Religious organizations, because of their religious faith, have served their nation well for centuries, as you have acknowledged and supported time and time again. We hope that religious organizations can continue to do so, on equal footing with others, in the future. A religious exemption in your executive order on LGBT employment rights would allow for this, balancing the government’s interest in protecting both LGBT Americans, as well as the religious organizations that seek to serve in accordance with their faith and values.
“We agree that banning discrimination is a good thing,” which is why we want to make sure religious groups get the unique right to discriminate. Yep. That makes perfect sense.
If we were talking about a courageous group of leaders, which these people most certainly are not, the letter might’ve said something different:
“We understand our congregations and religion-based companies are not going to become welcoming and tolerant anytime soon, which is why we support a full ban on all LGBT discrimination for companies with federal contracts with no exceptions. Our fellow brothers and sisters in Christ won’t all be happy, but we know the fastest way to become a more equal society is to eliminate discrimination for good. We’re the obstacles in your path and we’re happy to get out of the way.”

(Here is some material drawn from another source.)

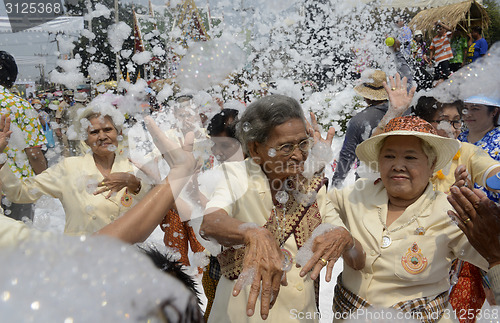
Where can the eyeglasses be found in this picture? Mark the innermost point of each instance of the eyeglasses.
(287, 149)
(457, 124)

Okay, so I’m in a fantasy world. Christian leaders would never do that.
It’s just incredible what these standard-bearers for goodness are asking for: They’re arguing that religious groups will be unable to do their jobs and not even bother to apply for federal contracts if they’re not allowed to treat LGBT Americans like shit.
Michael Wear, who worked for Obama and led his faith outreach during the 2012 campaign, said to the Atlantic that “This is not an antagonistic letter by any means.”
Not in the signers’ minds, of course. These are the same people whose mental compartmentalization allows them to say in the same breath, “We love gay people” and “homosexuality is a sin.” These are not moral, loving people we’re talking about.
If your church or company can’t do its job because the staff might have to work alongside gays and lesbians, then don’t apply for a federal contract. It’s that simple. Other groups will just have to step up and take over. If you want to treat LGBT Americans like second-class citizens, do it within your church walls — as usual. We don’t expect any better.
But don’t ask for permission to be assholes and expect anyone to sympathize with you.
No church will be harmed if Obama doesn’t issue a religious exemption. If he does include it, though, he will be perpetuating the harm that many of these churches — including Warren’s Saddleback Church — have caused to people across the country.